This isn’t wrong to do, but it does ignore some of the complexity in these data. Using one median price to represent all the homes can ignore other ways in which the homes are different from one another. Some homes are bigger than others, some homes have more bedrooms and bathrooms than others, and these differences may be associated with noticeable differences in the price. For example, larger homes will almost certainly cost more than smaller homes, and homes with more bedrooms will almost certainly cost more than homes with fewer bedrooms.

Tip

Understanding how the various attributes of a home contribute to its price requires multivariate thinking, which is a crucial learning goal for statisticians and data scientists.

If we want to see how the price of a house changes across different categories of houses, we must take into account which group each house belongs to when computing our summary statistics. In other words, we want one summary computation per group, rather than one overall summary. But as we’ve learned, R’s summary functions like mean() and median()always take many observations and “boil them down” to one number. How can we modify our coding to compute one summary per group instead?

Thankfully, we don’t actually need to change anything about how we use the mean() or median() functions, or anything about how we use the summarize() function. What we need to do is divide the data up into smaller groups before that data reaches the summarize function. This may sound complicated, but it’s actually as easy as adding one single line of code to our previous examples. What we need is the group_by() function!

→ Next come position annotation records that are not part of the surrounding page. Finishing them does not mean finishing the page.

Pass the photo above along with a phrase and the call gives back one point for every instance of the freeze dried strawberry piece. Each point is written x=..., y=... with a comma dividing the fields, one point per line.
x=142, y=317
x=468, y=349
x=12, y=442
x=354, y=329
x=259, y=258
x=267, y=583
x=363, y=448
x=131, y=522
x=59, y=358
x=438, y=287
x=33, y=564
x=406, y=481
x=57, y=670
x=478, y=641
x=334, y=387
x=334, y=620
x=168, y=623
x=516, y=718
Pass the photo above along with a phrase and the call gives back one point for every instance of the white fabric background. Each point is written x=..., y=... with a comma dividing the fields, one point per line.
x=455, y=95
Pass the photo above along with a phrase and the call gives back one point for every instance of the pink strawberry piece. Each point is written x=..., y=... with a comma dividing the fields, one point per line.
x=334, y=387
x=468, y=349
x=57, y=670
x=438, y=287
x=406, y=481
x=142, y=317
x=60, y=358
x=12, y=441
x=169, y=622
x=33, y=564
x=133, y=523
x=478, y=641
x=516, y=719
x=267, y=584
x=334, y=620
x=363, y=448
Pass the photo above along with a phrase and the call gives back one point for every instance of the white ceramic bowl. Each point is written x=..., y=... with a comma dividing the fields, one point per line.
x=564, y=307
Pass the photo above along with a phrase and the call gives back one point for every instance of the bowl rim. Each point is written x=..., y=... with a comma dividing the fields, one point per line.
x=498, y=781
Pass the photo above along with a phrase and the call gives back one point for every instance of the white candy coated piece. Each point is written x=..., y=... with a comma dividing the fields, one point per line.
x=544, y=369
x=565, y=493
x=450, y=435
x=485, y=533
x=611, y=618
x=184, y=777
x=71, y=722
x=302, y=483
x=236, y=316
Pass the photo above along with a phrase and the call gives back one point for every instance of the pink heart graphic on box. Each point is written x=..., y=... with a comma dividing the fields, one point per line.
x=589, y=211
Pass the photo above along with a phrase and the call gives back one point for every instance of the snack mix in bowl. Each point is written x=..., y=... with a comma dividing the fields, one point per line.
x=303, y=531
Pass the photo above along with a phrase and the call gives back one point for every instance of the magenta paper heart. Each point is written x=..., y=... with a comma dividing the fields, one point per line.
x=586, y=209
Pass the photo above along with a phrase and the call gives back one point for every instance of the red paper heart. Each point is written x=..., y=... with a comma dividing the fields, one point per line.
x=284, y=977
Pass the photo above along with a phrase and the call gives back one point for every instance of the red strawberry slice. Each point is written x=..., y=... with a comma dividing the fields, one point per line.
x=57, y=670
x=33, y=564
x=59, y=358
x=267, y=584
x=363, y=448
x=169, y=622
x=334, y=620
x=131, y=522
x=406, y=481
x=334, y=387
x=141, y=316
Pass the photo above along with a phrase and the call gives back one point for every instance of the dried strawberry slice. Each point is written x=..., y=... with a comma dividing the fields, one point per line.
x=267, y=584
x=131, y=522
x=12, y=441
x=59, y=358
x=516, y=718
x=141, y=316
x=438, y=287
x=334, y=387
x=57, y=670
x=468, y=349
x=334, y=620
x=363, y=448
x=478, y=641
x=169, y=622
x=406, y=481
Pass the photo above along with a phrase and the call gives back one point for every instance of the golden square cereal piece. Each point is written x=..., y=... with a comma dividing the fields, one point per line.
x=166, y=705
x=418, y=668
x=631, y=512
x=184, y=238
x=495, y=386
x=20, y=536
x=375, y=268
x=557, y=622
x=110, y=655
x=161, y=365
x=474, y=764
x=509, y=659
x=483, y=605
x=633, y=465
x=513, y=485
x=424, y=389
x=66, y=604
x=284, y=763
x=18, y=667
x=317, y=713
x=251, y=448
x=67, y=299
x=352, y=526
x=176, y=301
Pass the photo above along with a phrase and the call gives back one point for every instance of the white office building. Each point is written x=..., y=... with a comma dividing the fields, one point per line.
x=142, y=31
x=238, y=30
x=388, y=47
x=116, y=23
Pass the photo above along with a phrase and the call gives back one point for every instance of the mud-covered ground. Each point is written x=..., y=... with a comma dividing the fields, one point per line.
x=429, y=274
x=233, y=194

Figure 2 illustrates the logic of the group_by() function. group_by() on its own doesn’t do much, but when combined with summarize(), it can be a powerful way to summarize data.

Figure 2: Visual depiction of the group_by() function.

Example: Median price by number of fireplaces

Let’s add a little nuance to the first question we asked about these data. Instead of asking “What is the typical price of a home?,” let’s ask: “does the typical home price depend on the number of fireplaces it has?”.

Looking through the SaratogaHouses data set and examining the fireplace variable, we see that there are 5 different groups of homes: homes with 0, 1, 2, 3 or 4 fireplaces in them. So to answer our question about these data, we take into account whether a home has 0, 1, 2, 3 or 4 fireplaces when computing the median price.

We can incorporate this information by grouping the data according to the fireplace variable and then summarizing the price variable.

Code
SaratogaHouses |>
  group_by(fireplaces) |>
  summarize(median_price = median(price))
# A tibble: 5 × 2
  fireplaces median_price
       <int>        <dbl>
1          0       158250
2          1       215700
3          2       277750
4          3       360500
5          4       700000

Since there were five different groups of homes (one group for each number of fireplaces), our resulting summary has 5 rows in it: one median price for each type of home. We can see that the price of a home strongly depends on the number of fireplaces it has: homes with more fireplaces have higher median prices.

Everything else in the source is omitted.